Membangun
Indonesia Dari Tepian Negeri
Oleh : Gafur Djali **
Kerap
ramai kabar tentang tragis dan derita hidup di garis tepi negeri. Jauh dari
segala hal dan terkadang tak pernah merasakan arti menjadi warga negara. Drama
itu semakin mengiris hati ketika negeri seberang yang hanya berjarak beberapa
hasta rupanya lebih menjanjikan masa depan cerah. Seakan terlahir dan hidup di perbatasan
adalah kutukan di katulistiwa.
Selama puluhan tahun masa Orde Baru
perbatasan adalah daerah yang dilupakan. Sementara pada Era SBY pendekatan
pembangunan di perbatasan masih terlalu dominan menggunakan pendekatan
keamanan. Karena persoalan utama yang mengemuka ketika itu adalah soal garis tapal
batas wilayah. Sehingga derap pembangunan yang berorientasi pada manusia
terkesan mandeg jalan di tempat.
Pada
akhirnya masyarakat merasa bahwa negara telah absen.

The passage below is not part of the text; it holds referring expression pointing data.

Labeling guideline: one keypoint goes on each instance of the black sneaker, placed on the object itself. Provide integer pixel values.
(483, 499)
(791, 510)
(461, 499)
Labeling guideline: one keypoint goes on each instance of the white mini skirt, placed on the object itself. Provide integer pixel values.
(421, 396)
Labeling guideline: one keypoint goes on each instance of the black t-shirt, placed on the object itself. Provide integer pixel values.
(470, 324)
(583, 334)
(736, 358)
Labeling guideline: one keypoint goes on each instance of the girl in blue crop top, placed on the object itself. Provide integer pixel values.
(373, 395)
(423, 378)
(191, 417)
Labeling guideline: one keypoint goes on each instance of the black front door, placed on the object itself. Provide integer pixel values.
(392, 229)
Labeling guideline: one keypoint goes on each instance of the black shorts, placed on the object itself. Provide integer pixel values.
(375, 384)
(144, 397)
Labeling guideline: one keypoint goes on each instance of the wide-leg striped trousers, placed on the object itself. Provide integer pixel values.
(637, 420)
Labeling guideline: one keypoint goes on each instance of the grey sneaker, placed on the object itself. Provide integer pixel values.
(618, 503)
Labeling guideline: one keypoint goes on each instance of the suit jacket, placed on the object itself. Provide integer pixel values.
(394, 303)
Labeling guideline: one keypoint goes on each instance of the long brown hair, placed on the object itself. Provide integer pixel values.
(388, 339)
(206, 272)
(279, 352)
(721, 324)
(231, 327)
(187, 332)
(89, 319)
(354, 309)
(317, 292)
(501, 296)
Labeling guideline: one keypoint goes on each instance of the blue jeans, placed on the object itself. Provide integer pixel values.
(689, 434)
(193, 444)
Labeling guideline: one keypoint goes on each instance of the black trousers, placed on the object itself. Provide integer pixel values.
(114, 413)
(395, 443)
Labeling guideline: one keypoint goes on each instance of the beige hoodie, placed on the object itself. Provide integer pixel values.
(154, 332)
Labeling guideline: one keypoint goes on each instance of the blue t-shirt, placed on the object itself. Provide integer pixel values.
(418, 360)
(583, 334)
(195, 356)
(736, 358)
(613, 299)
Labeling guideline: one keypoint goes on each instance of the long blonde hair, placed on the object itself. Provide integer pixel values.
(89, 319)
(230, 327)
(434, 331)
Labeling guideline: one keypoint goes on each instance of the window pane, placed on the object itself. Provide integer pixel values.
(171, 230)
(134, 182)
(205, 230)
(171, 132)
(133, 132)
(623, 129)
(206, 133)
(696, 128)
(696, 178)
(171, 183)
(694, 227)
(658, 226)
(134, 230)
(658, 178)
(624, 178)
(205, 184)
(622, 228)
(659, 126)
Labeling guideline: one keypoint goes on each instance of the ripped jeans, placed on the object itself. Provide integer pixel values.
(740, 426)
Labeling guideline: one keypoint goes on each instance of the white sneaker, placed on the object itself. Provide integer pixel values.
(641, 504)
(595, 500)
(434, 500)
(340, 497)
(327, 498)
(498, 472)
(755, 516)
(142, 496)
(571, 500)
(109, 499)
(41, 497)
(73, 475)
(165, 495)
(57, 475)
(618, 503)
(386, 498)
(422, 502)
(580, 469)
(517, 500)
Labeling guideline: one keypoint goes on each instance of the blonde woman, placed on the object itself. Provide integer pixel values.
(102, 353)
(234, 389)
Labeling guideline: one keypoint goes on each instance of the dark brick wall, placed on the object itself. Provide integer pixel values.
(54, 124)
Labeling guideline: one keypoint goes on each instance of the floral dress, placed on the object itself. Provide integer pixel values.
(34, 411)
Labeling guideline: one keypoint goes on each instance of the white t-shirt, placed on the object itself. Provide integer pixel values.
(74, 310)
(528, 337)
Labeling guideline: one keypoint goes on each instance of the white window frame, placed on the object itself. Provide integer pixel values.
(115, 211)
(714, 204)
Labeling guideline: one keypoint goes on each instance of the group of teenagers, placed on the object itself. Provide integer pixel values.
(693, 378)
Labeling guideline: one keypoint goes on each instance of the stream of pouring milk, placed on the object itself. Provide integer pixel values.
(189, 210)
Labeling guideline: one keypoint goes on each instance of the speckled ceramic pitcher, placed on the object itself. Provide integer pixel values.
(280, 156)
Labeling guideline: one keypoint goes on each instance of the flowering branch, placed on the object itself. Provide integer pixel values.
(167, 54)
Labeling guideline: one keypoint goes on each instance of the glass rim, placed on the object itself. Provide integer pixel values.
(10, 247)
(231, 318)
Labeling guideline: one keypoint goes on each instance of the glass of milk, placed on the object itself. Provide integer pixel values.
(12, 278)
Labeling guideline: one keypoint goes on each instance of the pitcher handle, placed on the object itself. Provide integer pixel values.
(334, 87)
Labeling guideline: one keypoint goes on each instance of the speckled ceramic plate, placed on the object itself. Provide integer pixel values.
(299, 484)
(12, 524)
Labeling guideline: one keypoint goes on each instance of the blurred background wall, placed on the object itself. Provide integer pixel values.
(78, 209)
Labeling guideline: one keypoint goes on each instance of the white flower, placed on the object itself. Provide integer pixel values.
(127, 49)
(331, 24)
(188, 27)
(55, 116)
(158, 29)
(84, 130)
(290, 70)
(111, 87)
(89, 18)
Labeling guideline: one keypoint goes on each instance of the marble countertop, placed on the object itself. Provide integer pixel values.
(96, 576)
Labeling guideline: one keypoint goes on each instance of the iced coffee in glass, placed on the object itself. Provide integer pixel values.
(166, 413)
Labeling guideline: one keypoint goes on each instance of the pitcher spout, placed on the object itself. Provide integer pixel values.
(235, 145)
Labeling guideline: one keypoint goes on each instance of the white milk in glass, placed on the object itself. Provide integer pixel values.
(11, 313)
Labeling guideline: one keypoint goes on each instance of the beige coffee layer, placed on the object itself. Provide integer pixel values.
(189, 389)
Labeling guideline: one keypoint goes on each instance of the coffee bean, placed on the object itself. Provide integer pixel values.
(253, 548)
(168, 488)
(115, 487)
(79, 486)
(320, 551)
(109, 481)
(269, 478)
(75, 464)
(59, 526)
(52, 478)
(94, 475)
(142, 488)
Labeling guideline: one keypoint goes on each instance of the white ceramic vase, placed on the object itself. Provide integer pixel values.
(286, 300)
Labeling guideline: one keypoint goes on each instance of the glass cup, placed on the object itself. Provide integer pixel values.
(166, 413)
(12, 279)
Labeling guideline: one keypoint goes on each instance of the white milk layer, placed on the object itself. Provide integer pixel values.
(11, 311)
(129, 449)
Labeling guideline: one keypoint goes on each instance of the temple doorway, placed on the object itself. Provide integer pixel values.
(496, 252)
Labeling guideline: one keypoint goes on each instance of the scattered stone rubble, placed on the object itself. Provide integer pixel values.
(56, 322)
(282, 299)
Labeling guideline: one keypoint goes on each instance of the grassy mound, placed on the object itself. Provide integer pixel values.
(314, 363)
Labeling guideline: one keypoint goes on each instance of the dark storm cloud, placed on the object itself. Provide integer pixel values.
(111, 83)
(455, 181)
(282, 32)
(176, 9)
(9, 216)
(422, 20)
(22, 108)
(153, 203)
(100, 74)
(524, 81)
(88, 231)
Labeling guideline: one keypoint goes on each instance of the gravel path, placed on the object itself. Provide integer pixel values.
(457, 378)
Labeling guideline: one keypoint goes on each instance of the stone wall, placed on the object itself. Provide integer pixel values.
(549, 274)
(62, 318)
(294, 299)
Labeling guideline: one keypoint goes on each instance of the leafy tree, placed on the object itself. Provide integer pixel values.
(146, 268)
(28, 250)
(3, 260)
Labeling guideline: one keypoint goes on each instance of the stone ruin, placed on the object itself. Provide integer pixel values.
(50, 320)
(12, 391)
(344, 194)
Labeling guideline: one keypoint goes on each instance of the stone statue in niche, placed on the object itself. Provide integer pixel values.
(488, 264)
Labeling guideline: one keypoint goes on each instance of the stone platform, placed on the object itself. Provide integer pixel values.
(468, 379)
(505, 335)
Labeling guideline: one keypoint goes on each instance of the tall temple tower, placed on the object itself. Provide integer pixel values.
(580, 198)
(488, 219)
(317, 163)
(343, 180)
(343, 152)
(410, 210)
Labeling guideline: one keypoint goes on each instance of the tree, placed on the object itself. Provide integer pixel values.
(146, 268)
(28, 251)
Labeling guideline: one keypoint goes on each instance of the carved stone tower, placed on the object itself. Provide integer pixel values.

Maka berjuang sendiri
untuk bertahan menjalani hidup tanpa perlu mengemis pada political-will pemerintah adalah pilihan paling rasional. Ada juga
yang sedikit nekat dengan berpindah kewarganegaraan. Tentu ini tindakan legal
karena setiap individu punya hak (kebebasan menentukan sikap) yang juga telah
dilindungi dalam Konvensi Internasional.
Sudah
barang tentu, bangsa ini tak perlu lagi menambah daftar hikayat kisah pilu di
batas negeri. Indonesia saat ini adalah yang mengerti dari pojok mana
pembangunan dan pemerataan musti di mulai. Agar masyarakat yang hidup di garis
perbatasan dengan sepenuh jiwa berbangga hati menjadi warga negara sejati.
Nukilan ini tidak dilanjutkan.